O que está na ação da ABRATI contra a ANTT
A ação civil pública movida pela ABRATI contra a ANTT foi protocolada na Justiça Federal do Distrito Federal no último dia 6 de maio e pede, em caráter liminar, a suspensão das conversões de autorizações operadas com base nas Súmulas 04 e 05 da Agência.
O processo questiona diretamente a política adotada pela ANTT para regularizar linhas interestaduais que, durante anos, operaram amparadas por decisões judiciais. Na prática, a associação tenta impedir que essas operações “sub judice” sejam transformadas em autorizações administrativas definitivas.
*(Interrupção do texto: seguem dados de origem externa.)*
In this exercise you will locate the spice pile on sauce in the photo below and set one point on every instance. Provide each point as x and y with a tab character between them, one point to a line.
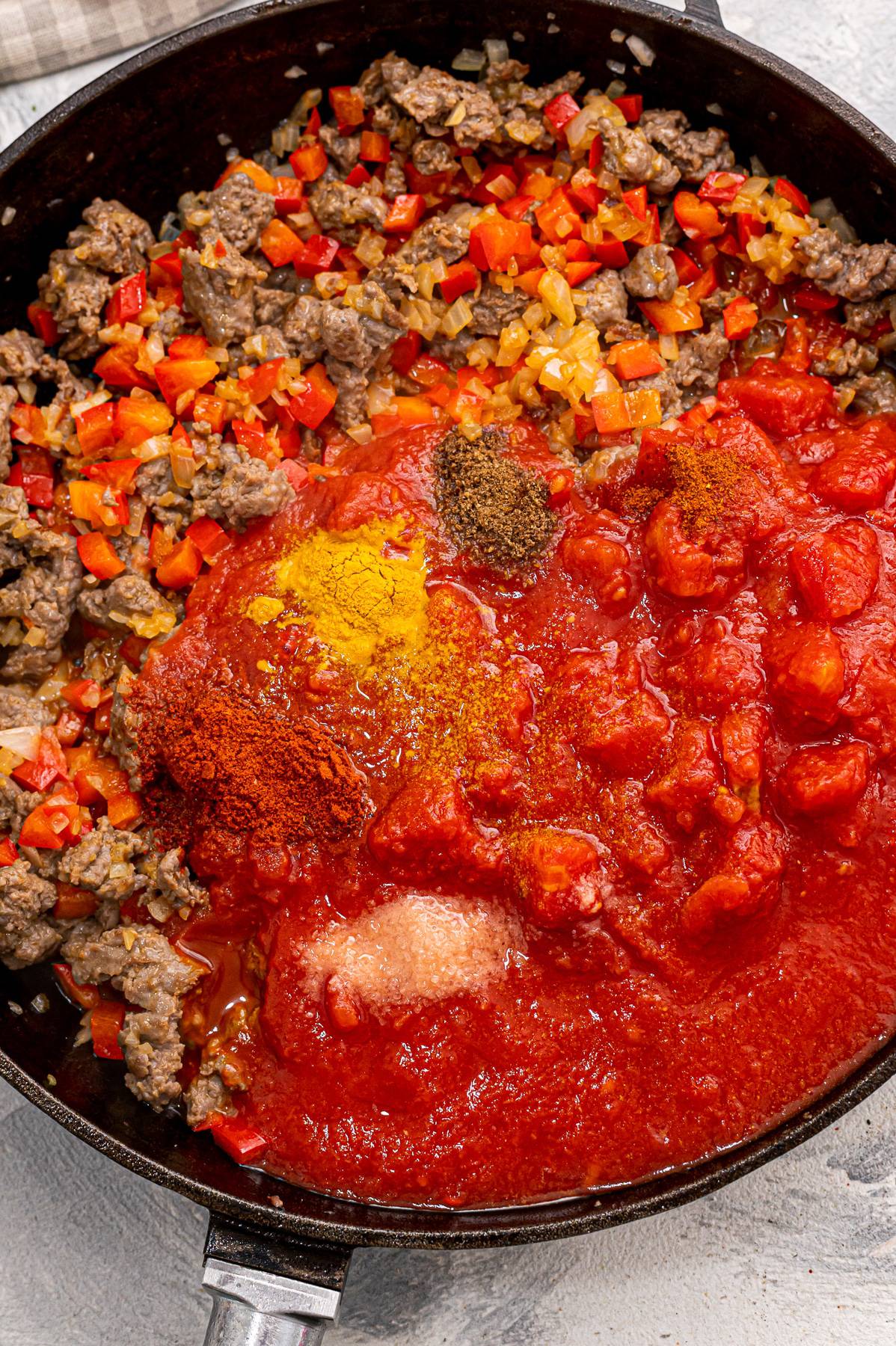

Documentos anexados pela própria entidade mostram que a iniciativa foi deliberada internamente pela direção da ABRATI em assembleia extraordinária realizada em 22 de abril de 2026. Na ata, a associação registra expressamente a intenção de contratar escritório de advocacia para “impugnar” os artigos 2º e 3º da Deliberação ANTT nº 470/2025 e “impedir a ANTT de realizar novas conversões de autorizações com base nas Súmulas 04 e 05”.
A ação também pede a suspensão dos efeitos das regularizações já concedidas pela Agência nos últimos meses.
O movimento ocorre em meio a uma série de decisões da SUPAS que converteram operações históricas em TARs definitivos ou regularizaram seções anteriormente sustentadas por medidas judiciais. Entre os exemplos recentes estão as decisões envolvendo a Expresso Nossa Senhora da Penha, empresa do Grupo Comporte.
Nos bastidores do setor, o tema vem sendo tratado como um dos embates mais relevantes do transporte rodoviário interestadual desde o início do novo marco regulatório, justamente por envolver segurança jurídica, estabilidade regulatória e disputa de mercados historicamente operados sob proteção judicial.
ALEXANDRE PELEGI, jornalista especializado em transportes


As próprias associadas da Abrati se beneficiam de autorizações judiciais, as súmulas 3 e 4 foram editadas para trazer as empresas que estavam operando sob liminar, na transição do processo da resolução 4770 para 6033.
O problema está que as empresas estão se aproveitando dessa brecha pra pedir a convolação para linhas administrativas que recentemente conseguiram.
As súmulas 3 e 4 já foram revogadas, o que está aparecendo ainda são os passivos de quando ela estava vigente.
Erro da ANTT é não extinguir essas súmulas na promulgação da resolução 6033.
O das empresas é quererem regularizar linhas recentemente conseguidas por decisões judiciais.
As associações que cobram previsibilidade, entram com ação para colocar fumaça no processo, ou seja, o discurso não se materializa.